Frankenstein (1931) Oct 27, 2013 20:42:07 GMT -5 via mobile
Post by StevePulaski on Oct 27, 2013 20:42:07 GMT -5
Directed by: James Whale
Directed by: James Whale
A haunting but heartwarming scene in Frankenstein involving a young girl.
One look at Frankenstein's face, complete with his dead eyes, hideous skin, and bolts protruding on opposite signs of his head and you have seen the very personification of horror. After the release of Dracula sparked critical and audience acclaim, Universal had to act fast to assure even longer viability in the slumping U.S. economy. Their knee-jerk reaction to the success of the aforementioned feature led to the creation of James Whale's Frankenstein, a tremendous horror film that functions more like a carefully-pieced together, highly detailed drama that does the impossible - humanize a monster.
The film stars Colin Clive as Henry Frankenstein, a young scientist who works with his hunchback assistant Fritz (Dwight Frye) to create a man out the parts of that have been collected over time. Frankenstein's ultimate goal is to create a human and give him a sustainable life using a variety of electrical devices.
And thus, he creates a revolting monster, who is portrayed by the almighty and iconic Boris Karloff (credited as "?" in the opening titles). Karloff, whose entire character relies on grunts, groans, and laborious movement, has the biggest challenge in the film and that's to make his greatly limited monster interesting with very little character traits.

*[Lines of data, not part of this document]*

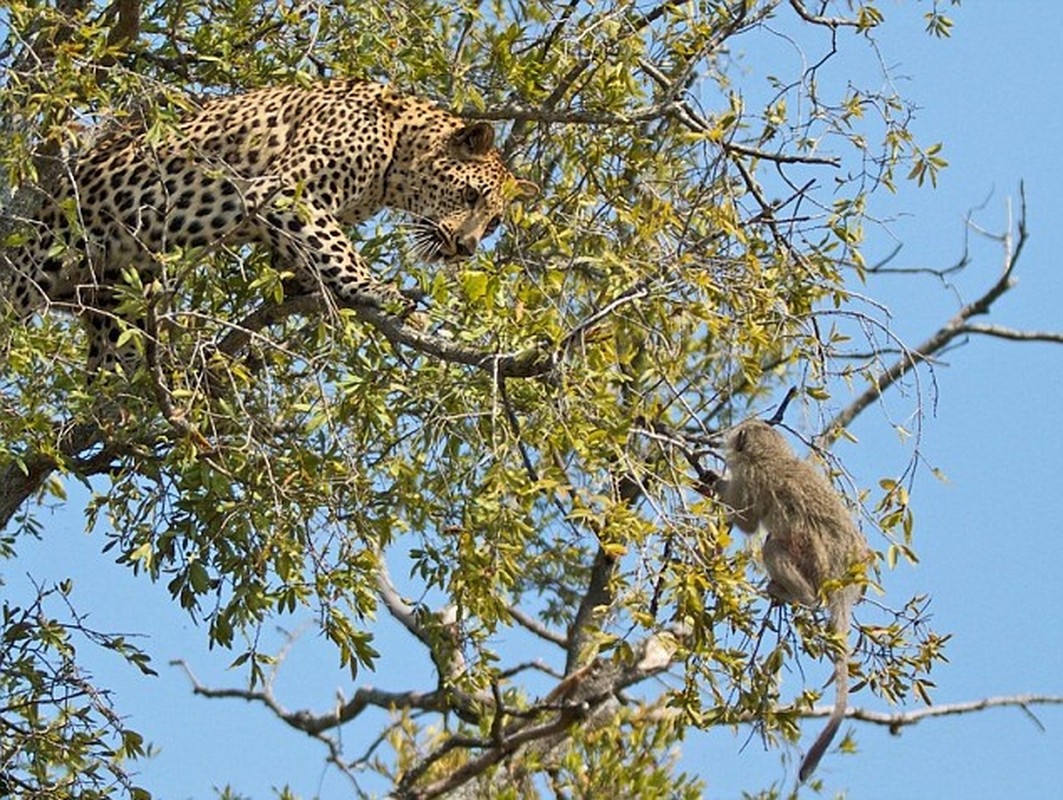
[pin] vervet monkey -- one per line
(811, 540)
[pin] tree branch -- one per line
(957, 326)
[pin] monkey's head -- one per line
(756, 442)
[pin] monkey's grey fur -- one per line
(811, 539)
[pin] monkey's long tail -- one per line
(840, 619)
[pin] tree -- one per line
(529, 460)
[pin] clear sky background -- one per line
(989, 539)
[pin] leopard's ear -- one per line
(473, 140)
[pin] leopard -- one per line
(290, 168)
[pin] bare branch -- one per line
(957, 326)
(899, 719)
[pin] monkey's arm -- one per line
(741, 510)
(789, 582)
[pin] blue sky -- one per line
(989, 539)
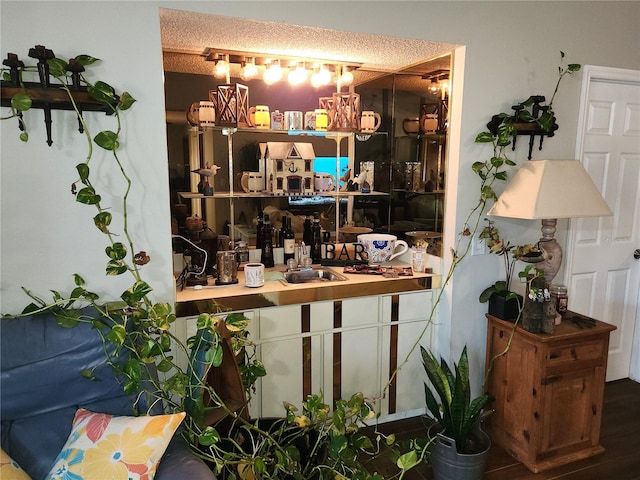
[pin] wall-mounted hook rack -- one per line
(46, 95)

It is when we, the audience, realize that the monster Dr. Frankenstein has created may indeed have some humanity buried inside of him. Consider the scene when he bonds with a little girl due to her fascination that she can take small flowers and make their buds/pedals float in a body of water (she refers to the discovery as "boats"). Karloff infuses the lumbering monster with recognizable human traits such as tenderness and empathy, showing a soul exists beneath the rigid exterior.

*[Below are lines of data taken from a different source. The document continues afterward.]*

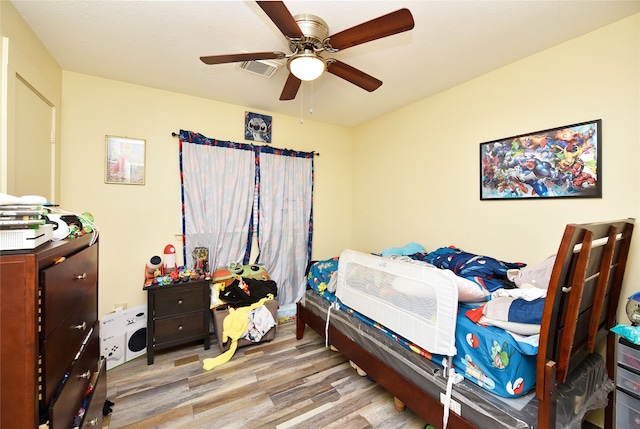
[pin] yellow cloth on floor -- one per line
(234, 326)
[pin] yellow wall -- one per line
(136, 222)
(24, 60)
(416, 173)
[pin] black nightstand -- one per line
(177, 313)
(628, 385)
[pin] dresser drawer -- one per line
(64, 284)
(179, 327)
(93, 414)
(179, 300)
(60, 348)
(68, 400)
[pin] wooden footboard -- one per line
(428, 408)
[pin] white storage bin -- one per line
(629, 356)
(627, 412)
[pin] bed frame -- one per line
(581, 306)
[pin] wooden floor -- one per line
(286, 383)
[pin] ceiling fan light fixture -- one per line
(307, 66)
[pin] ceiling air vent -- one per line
(261, 67)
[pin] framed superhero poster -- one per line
(257, 127)
(563, 162)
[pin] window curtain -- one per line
(220, 182)
(218, 185)
(284, 227)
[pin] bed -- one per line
(570, 378)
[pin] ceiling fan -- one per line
(308, 36)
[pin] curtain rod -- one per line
(174, 134)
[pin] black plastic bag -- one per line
(248, 291)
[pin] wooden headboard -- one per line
(581, 303)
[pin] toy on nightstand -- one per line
(169, 259)
(152, 270)
(200, 257)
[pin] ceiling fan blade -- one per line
(383, 26)
(282, 18)
(234, 58)
(353, 75)
(291, 87)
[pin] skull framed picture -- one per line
(257, 127)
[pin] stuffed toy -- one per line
(234, 270)
(233, 327)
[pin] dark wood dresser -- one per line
(178, 313)
(49, 336)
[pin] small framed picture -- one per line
(257, 127)
(125, 163)
(563, 162)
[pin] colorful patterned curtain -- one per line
(220, 182)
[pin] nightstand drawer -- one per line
(628, 355)
(180, 327)
(627, 411)
(628, 381)
(179, 300)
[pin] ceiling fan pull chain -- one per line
(301, 103)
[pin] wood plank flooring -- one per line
(286, 383)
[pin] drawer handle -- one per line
(81, 327)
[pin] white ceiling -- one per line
(158, 44)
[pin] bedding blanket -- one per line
(498, 361)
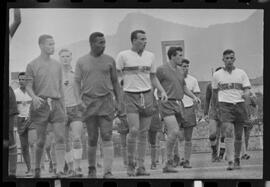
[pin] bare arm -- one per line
(17, 21)
(156, 84)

Such a film needs a strong leading man (or monster in this case) in addition to direction that caters to the film in a way that adds rather than basks in ordinariness. Seeing that Whale's scenes are never without significant detail and never conducted ridiculously, the latter trait is met. In addition, Karloff's memorable performance works on a terrific level adding to the film's tonal eeriness.
The 1931 adaption of Frankenstein undoubtedly deserves its place among the classic monster films as it's hard to get more iconic than the Mary Shelley character. Its material may be compelling, but its message that humans should never attempt to play or act as God is one of the strongest takeaway points in any monster films I've ever seen.
Starring: Boris Karloff, Colin Clive, and Dwight Frye. Directed by: James Whale.